“Whatever I end up doing, I know that I’m privileged to have had the opportunity to go to law school, so I feel an obligation to develop my strengths to their fullest potential in order to better help others.”
Robert Mason participated in the Allard Law History Project Student Survey in 2016. The Project intends to track Mr. Mason's career and build upon this historical record in the future. His responses as a student are below:
Why did you choose to do law?
I’ve always taken a critical view of the rules that structure our society and the ways in which various institutions claim legitimacy to impose those rules. From an early age I was fascinated by the spectacle of politics, which grew into an interest in public policy, and ultimately an interest in law as I progressed through my education. My hope has always been that by studying the things I love I’ll be able to enthusiastically contribute to society in a way that will improve peoples’ lives. So I wrote the LSAT and applied to various law schools with the vague hope of opening some doors in the public sector. It was a decision that I took seriously but perhaps with a less specific objective than many of my classmates.
What do you hope to achieve in your career?
Whatever I end up doing, I know that I’m privileged to have had the opportunity to go to law school, so I feel an obligation to develop my strengths to their fullest potential in order to better help others. To do that I think it’s important to be flexible with my career path, and to measure my success not by my title or salary or any preconceived plan, but by the principles and people that I serve. If I had to be more specific, I would say that I hope to have a positive impact on shaping the development of public policy and the law either through legal advocacy or through other forms of public service.
Describe your most memorable class or professor.
I recently finished a public law seminar class with Maureen Webb that was focused on national security law. It tied together a lot of topical issues in the realm of international law and constitutional law, which are areas of great interest to me. It also strengthened my legal understanding of some important public policy debates that I’ve studied through other lenses, and that will likely grow in complexity and importance over the next few decades. International Environmental Law with Karin Mickelson was also a very rewarding experience for similar reasons.
What was the most challenging thing about law school?
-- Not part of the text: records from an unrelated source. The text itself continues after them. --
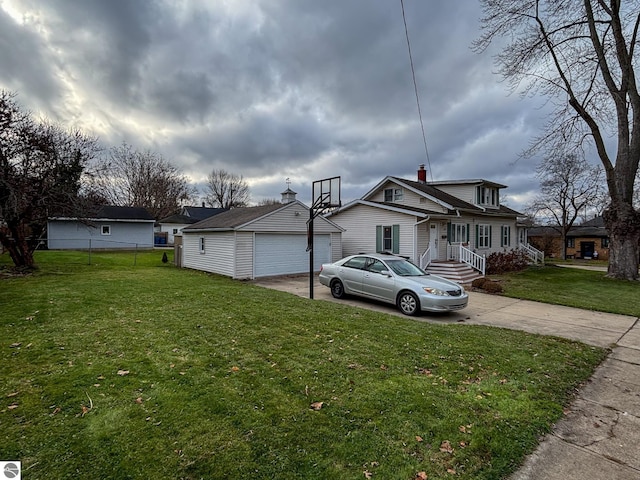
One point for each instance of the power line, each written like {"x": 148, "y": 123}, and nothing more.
{"x": 415, "y": 87}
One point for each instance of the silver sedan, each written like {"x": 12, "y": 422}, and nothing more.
{"x": 392, "y": 279}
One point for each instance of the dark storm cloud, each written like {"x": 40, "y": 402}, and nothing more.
{"x": 274, "y": 89}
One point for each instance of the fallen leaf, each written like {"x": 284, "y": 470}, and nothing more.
{"x": 446, "y": 447}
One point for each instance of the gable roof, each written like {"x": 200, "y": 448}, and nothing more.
{"x": 243, "y": 216}
{"x": 430, "y": 191}
{"x": 200, "y": 213}
{"x": 114, "y": 212}
{"x": 178, "y": 219}
{"x": 234, "y": 218}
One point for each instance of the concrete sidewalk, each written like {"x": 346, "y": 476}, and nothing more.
{"x": 599, "y": 437}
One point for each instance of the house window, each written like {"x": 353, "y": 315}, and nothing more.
{"x": 505, "y": 236}
{"x": 487, "y": 196}
{"x": 458, "y": 233}
{"x": 393, "y": 194}
{"x": 484, "y": 236}
{"x": 388, "y": 238}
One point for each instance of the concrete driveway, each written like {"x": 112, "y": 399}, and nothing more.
{"x": 599, "y": 436}
{"x": 594, "y": 328}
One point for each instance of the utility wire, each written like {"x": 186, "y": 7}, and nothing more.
{"x": 415, "y": 87}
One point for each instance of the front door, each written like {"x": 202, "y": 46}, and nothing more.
{"x": 587, "y": 249}
{"x": 434, "y": 233}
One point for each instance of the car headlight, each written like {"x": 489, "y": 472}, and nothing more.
{"x": 435, "y": 291}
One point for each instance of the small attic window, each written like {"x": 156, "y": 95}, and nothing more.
{"x": 393, "y": 194}
{"x": 488, "y": 196}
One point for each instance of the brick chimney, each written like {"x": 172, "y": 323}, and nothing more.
{"x": 422, "y": 174}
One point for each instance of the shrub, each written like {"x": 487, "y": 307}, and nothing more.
{"x": 511, "y": 261}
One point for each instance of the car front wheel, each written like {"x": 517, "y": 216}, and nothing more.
{"x": 337, "y": 289}
{"x": 408, "y": 303}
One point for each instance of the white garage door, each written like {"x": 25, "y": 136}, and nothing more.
{"x": 281, "y": 254}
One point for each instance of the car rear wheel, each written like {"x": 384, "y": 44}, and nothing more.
{"x": 337, "y": 289}
{"x": 408, "y": 303}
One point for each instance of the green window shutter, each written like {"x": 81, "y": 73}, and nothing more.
{"x": 378, "y": 238}
{"x": 395, "y": 232}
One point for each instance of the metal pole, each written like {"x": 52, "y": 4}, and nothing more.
{"x": 310, "y": 245}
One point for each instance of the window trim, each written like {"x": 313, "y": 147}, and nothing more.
{"x": 395, "y": 194}
{"x": 483, "y": 235}
{"x": 505, "y": 236}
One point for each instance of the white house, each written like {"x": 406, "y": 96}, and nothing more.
{"x": 429, "y": 222}
{"x": 250, "y": 242}
{"x": 112, "y": 227}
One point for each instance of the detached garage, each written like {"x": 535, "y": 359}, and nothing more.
{"x": 251, "y": 242}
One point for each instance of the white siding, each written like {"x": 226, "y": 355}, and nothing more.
{"x": 244, "y": 255}
{"x": 360, "y": 223}
{"x": 218, "y": 256}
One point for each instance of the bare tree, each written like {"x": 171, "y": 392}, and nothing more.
{"x": 568, "y": 187}
{"x": 582, "y": 54}
{"x": 142, "y": 179}
{"x": 41, "y": 170}
{"x": 226, "y": 190}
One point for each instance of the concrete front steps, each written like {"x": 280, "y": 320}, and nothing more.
{"x": 456, "y": 271}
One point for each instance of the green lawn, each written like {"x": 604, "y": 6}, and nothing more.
{"x": 573, "y": 287}
{"x": 130, "y": 368}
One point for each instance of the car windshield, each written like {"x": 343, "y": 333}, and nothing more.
{"x": 404, "y": 268}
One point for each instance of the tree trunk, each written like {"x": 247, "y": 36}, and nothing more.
{"x": 623, "y": 223}
{"x": 15, "y": 242}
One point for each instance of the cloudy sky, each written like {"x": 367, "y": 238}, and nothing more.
{"x": 276, "y": 89}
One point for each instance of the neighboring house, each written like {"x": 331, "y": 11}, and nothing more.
{"x": 111, "y": 228}
{"x": 250, "y": 242}
{"x": 430, "y": 221}
{"x": 585, "y": 241}
{"x": 200, "y": 213}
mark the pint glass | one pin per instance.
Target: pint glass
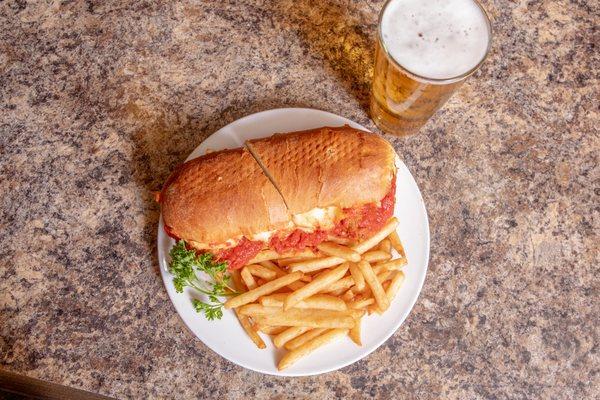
(425, 51)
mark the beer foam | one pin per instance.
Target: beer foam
(436, 39)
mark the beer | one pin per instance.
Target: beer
(425, 51)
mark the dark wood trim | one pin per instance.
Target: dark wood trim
(36, 388)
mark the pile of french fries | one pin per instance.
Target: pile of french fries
(307, 299)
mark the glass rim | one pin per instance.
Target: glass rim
(436, 80)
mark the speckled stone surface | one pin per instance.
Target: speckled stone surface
(99, 100)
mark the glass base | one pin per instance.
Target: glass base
(391, 123)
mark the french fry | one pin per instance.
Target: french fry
(273, 267)
(261, 271)
(339, 240)
(238, 284)
(289, 334)
(376, 256)
(321, 301)
(348, 295)
(318, 284)
(312, 318)
(284, 262)
(340, 286)
(305, 337)
(327, 262)
(271, 330)
(257, 309)
(368, 244)
(248, 278)
(360, 304)
(354, 332)
(268, 288)
(337, 250)
(245, 322)
(296, 285)
(385, 245)
(394, 286)
(264, 255)
(310, 346)
(315, 264)
(267, 255)
(393, 264)
(396, 243)
(359, 280)
(371, 279)
(384, 276)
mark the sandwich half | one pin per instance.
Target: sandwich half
(286, 193)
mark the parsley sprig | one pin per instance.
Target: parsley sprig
(186, 264)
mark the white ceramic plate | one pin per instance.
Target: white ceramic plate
(227, 338)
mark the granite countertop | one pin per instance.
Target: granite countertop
(100, 100)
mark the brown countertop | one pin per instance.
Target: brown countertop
(100, 100)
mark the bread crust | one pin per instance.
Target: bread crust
(220, 196)
(329, 166)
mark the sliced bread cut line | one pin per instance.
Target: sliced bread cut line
(258, 160)
(325, 167)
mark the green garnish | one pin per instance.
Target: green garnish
(185, 264)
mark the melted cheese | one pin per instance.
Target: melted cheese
(317, 218)
(323, 218)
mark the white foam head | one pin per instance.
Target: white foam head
(435, 39)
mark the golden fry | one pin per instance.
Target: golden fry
(375, 285)
(315, 264)
(271, 330)
(394, 286)
(289, 334)
(263, 290)
(360, 304)
(245, 322)
(284, 262)
(354, 332)
(248, 278)
(267, 255)
(312, 318)
(393, 264)
(318, 284)
(261, 271)
(341, 285)
(296, 285)
(310, 346)
(376, 256)
(359, 280)
(257, 309)
(339, 240)
(321, 301)
(385, 245)
(396, 243)
(389, 227)
(238, 284)
(337, 250)
(348, 295)
(300, 340)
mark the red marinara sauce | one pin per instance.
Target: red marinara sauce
(240, 254)
(297, 240)
(362, 221)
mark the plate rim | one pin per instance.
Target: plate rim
(427, 236)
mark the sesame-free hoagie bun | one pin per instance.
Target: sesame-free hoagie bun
(220, 196)
(288, 193)
(325, 167)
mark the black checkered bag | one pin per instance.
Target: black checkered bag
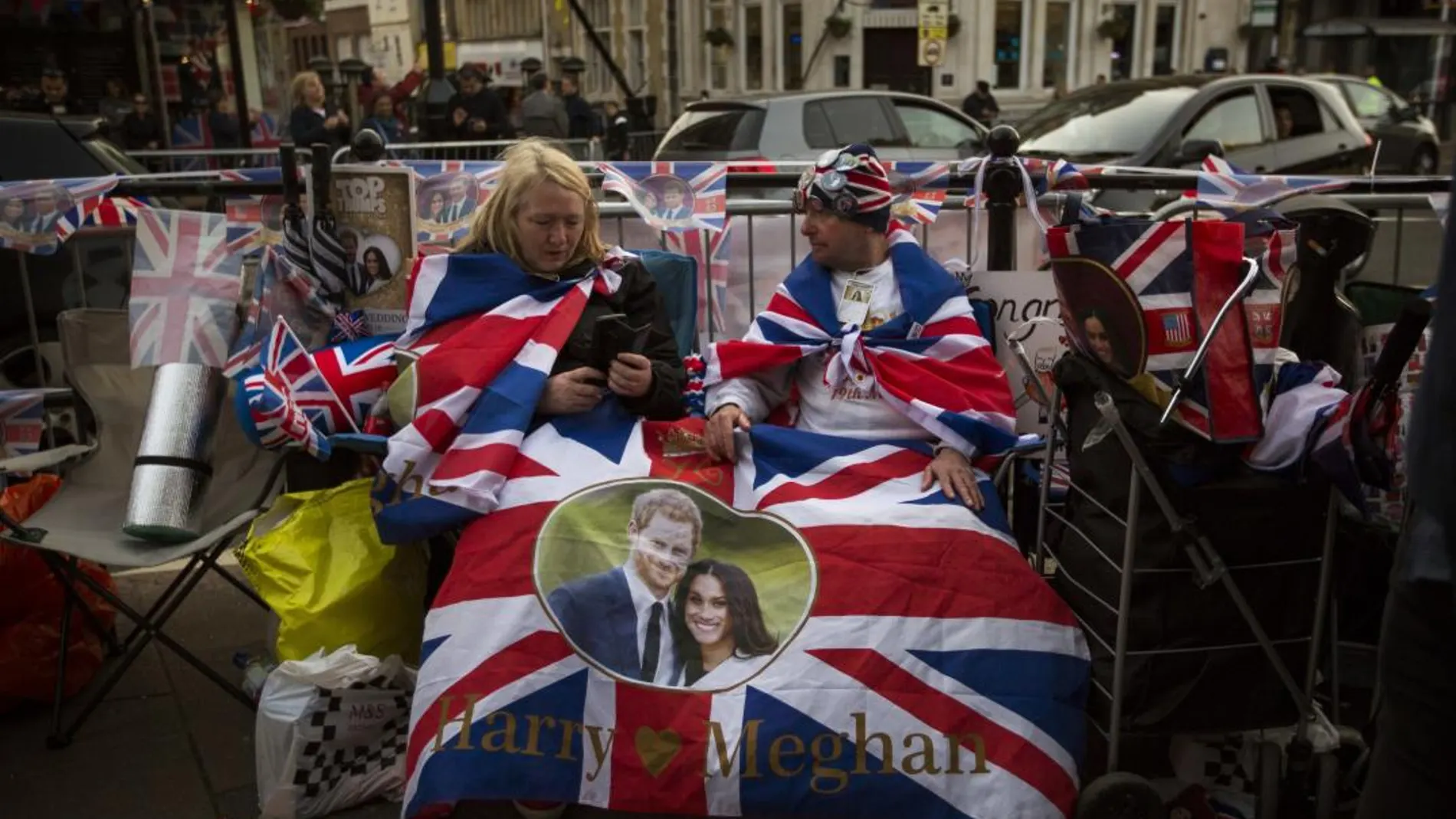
(330, 744)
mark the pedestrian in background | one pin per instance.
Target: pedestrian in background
(140, 129)
(542, 113)
(312, 123)
(980, 105)
(475, 111)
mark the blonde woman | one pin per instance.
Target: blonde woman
(312, 123)
(543, 221)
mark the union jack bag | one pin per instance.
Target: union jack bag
(1142, 297)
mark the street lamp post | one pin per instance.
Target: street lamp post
(440, 89)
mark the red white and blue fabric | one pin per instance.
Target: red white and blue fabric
(920, 189)
(191, 134)
(926, 620)
(1223, 185)
(1181, 273)
(931, 362)
(116, 211)
(289, 399)
(84, 195)
(22, 422)
(488, 335)
(247, 231)
(487, 178)
(713, 251)
(185, 284)
(707, 184)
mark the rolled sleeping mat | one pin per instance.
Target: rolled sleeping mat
(175, 459)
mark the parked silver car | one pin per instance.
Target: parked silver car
(801, 126)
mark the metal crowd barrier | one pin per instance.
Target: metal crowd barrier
(641, 147)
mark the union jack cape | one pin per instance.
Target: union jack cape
(931, 362)
(930, 649)
(487, 335)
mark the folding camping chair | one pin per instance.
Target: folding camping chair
(84, 519)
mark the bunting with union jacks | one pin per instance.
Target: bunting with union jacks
(671, 195)
(185, 286)
(38, 215)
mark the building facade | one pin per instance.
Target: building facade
(1024, 48)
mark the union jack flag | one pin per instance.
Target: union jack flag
(435, 178)
(116, 211)
(925, 623)
(487, 335)
(185, 286)
(72, 202)
(359, 373)
(707, 186)
(22, 421)
(919, 189)
(1181, 273)
(931, 362)
(290, 401)
(1223, 185)
(252, 221)
(713, 251)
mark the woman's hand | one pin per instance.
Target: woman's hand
(718, 432)
(953, 472)
(571, 391)
(631, 375)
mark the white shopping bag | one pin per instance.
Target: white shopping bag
(331, 732)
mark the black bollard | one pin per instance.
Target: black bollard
(1002, 186)
(367, 146)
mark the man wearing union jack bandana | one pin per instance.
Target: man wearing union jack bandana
(875, 273)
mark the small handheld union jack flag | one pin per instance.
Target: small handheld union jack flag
(185, 284)
(38, 215)
(671, 195)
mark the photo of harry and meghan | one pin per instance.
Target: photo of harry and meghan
(667, 614)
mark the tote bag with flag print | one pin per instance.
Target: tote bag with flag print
(1142, 296)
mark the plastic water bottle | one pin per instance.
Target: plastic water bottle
(255, 673)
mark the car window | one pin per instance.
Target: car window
(715, 129)
(931, 129)
(1368, 100)
(858, 120)
(1232, 121)
(1101, 123)
(1296, 113)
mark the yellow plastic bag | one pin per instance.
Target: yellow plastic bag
(318, 562)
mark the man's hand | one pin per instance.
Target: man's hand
(721, 428)
(571, 391)
(631, 375)
(953, 472)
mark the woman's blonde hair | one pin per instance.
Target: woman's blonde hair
(299, 80)
(529, 163)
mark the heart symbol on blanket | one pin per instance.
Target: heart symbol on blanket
(657, 748)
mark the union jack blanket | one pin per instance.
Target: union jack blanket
(487, 335)
(913, 663)
(931, 362)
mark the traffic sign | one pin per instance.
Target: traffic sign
(933, 22)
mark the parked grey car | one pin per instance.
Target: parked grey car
(1408, 140)
(800, 127)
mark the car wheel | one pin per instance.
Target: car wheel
(1426, 162)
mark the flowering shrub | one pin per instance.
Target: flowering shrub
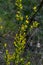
(17, 23)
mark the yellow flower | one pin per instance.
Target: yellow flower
(5, 44)
(22, 27)
(6, 51)
(35, 8)
(26, 16)
(1, 27)
(20, 6)
(21, 18)
(17, 15)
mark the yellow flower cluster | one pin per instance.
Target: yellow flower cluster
(18, 4)
(28, 63)
(19, 7)
(19, 16)
(1, 27)
(35, 8)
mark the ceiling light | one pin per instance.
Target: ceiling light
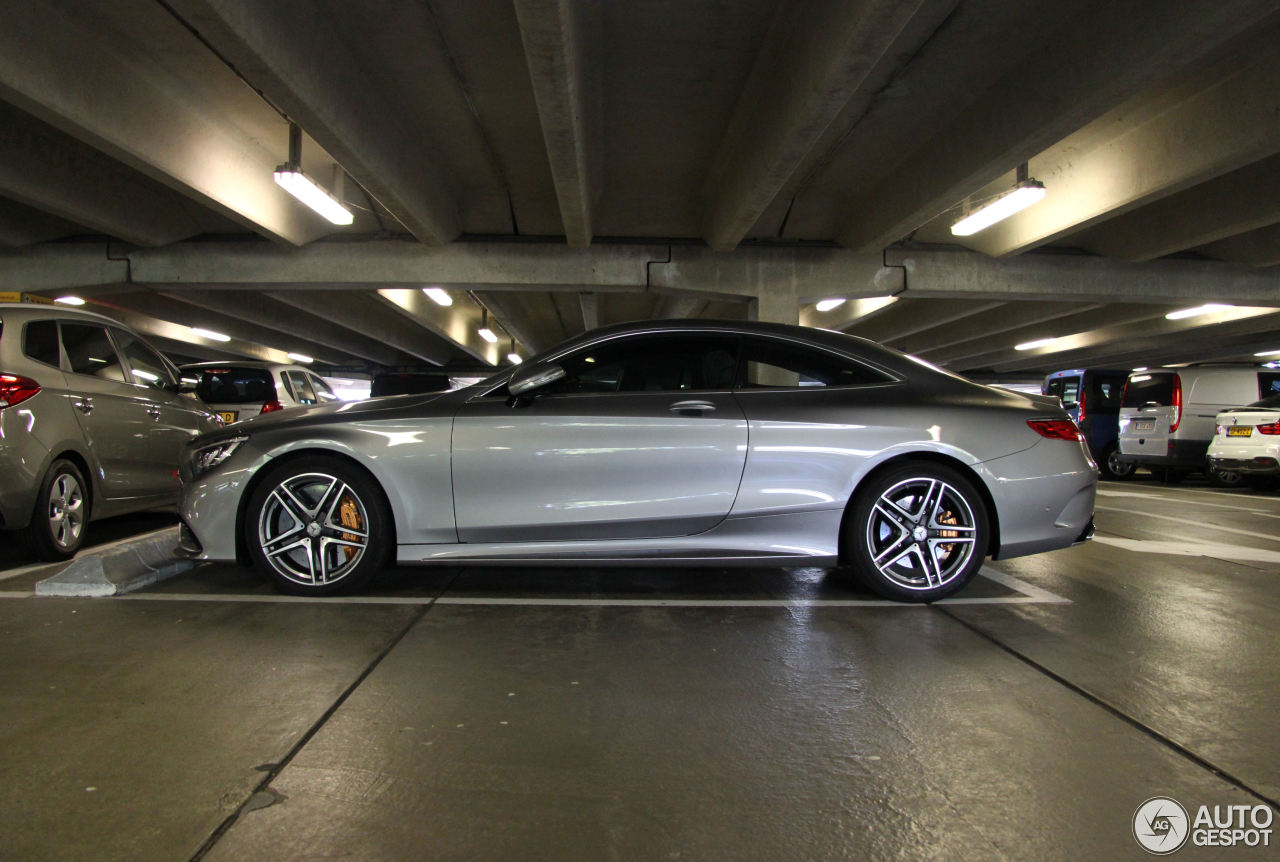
(291, 178)
(1024, 192)
(1208, 308)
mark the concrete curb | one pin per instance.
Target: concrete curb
(123, 569)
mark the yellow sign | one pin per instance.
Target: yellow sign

I’ve definitely found the use of 100% exams in most courses frustrating, because it almost inevitably leads to a concentration of stress in December and April. In my view it also adds a substantial element of luck, since the entirety of course material can’t come close to being covered in a two or three hour exam. Sometimes that’s worked to my advantage and other times I’ve been burned by it, depending on what the focus of the questions happens to be. So whenever possible I choose courses that include assignments or research papers instead of just an exam. I hope that such courses will become more common in the future, and I think it’s important for law schools to periodically reevaluate their pedagogical practices in order to strive for the most effective learning experience.
What has been your best experience in law school?
I really enjoyed volunteering for the Canadian Civil Liberties Association as part of my placement through Pro Bono Students Canada. I researched and blogged weekly about legislative, policy, and judicial decisions in BC, which allowed me to engage with emerging legal issues and current events. I also had the privilege of working with other student volunteers from the Allard School of Law to host a panel discussion on finding a legislative balance between civil liberties and national security. We were able to secure the participation of a former federal minister of public safety as well as the executive director of the BC Civil Liberties Association. It ended up being a fascinating discussion and a rewarding experience.
How do you think the law or the legal profession will develop over the course of your career?
I expect that the Internet is going to continue to produce novel legal issues and will ultimately challenge many longstanding legal traditions. It’s inherently transnational in nature but it increasingly impacts commerce, free expression, privacy, intellectual property and a whole host of other areas in which governments will continue to want to apply domestic law. It’s facilitating and even forcing some governments and corporations to become more accountable, but it’s also enabling an unprecedented, Orwellian system of surveillance by both. It’s amplifying defamatory speech, harassment and bullying, but also legitimate accusations by victims, as well as marginalized political opinions. So there are a lot of tensions right now that will likely grow, creating both opportunities and risks for Canada and the world. I’m excited to be a witness to it.